This elegant, richly attired figure of a youth by the Safavid master Reza Abbasi was described by Anthony Welch as a “paradigm of luxury” (Welch and Welch 1982, p.82). Along with the previous lot, it is among the finest single-page portraits by Shah Abbas’s favourite artist to appear at auction for many decades.

The graceful figure stands in an open pose holding in his left hand a tray bearing two cups. In his right hand he holds a third cup which he is offering to an unseen person outside the picture, towards whom he gazes with a studied look. He wears a long, two-tone gold robe sumptuously decorated with a landscape scene containing green birds, pink and gold rocks, blue and purple flowers and blue cloudbands. Beneath his robe is a lavender shirt with a delicately-pricked gold trim. Over his shoulder and tucked under his arm is a long green shawl, and round his waist is a blue and gold sash with a second orange sash beneath. On his head he wears a blue hat with a thick fur lining (the delineation of the individual strands of fur is superb), with an orange scarf tied round it and a feather protruding from the top. At the lower left is the signature of Reza Abbasi, in white ink.

As well as the overall refinement of the image and the elegant calligraphic lines of the robe and the shawl, there are several other elements worth exploring.

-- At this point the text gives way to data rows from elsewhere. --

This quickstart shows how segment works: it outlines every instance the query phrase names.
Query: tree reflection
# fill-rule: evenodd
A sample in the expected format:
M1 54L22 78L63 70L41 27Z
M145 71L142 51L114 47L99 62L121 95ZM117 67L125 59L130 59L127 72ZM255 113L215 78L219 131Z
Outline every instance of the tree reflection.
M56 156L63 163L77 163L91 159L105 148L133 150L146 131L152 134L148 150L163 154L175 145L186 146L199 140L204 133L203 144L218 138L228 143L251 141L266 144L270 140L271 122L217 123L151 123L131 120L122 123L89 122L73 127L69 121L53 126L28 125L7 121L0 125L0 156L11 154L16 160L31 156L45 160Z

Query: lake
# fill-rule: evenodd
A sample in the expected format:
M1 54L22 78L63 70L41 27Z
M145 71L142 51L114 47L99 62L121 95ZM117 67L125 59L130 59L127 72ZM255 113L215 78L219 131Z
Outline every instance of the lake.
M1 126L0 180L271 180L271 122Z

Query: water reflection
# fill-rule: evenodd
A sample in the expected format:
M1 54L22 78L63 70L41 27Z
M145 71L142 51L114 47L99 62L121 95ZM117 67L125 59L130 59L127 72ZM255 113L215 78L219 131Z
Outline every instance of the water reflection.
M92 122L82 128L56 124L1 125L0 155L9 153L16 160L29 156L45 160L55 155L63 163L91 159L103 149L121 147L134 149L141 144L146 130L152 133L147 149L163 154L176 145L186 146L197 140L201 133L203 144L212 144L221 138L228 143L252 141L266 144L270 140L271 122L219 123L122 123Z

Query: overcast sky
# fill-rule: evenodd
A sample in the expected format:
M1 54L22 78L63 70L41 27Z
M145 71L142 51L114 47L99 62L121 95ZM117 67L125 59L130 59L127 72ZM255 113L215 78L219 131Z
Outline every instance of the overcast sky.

The colour balance is exceptional: the green of the shawl is picked up again in the birds within the textiles; the pale blue of the hat is picked up again in the cloudbands and some of the rocks and flowers in the textile; the orange of the collar is picked up again in the knotted scarf tied round his hat and the second sash round his waist; the darker blue/lavender is used in the waistband, the undershirt, the lower flowers in the textile and the lining of the robe (which is visible at the lower corner where it is turned back); the red of the shoes is picked out in the tiny crests of the birds; and the paler gold is used in the majority of rocks in the textile, in the tray holding the cups and in the background landscape. Reza skilfully conveys a subtle sense of movement and spontaneity through the fact that the shawl is slipping off the youth’s right shoulder. A second such element comes in the lower corners of the robe, which have fluttered back revealing the lining, as if a gentle breeze is blowing from the left, a sense reinforced by the scudding cloudbands in the sky. Finally, the birds in the textile, two flying and two perched on the ground, are actively engaged with each other across the folds of garment and animatedly conversing.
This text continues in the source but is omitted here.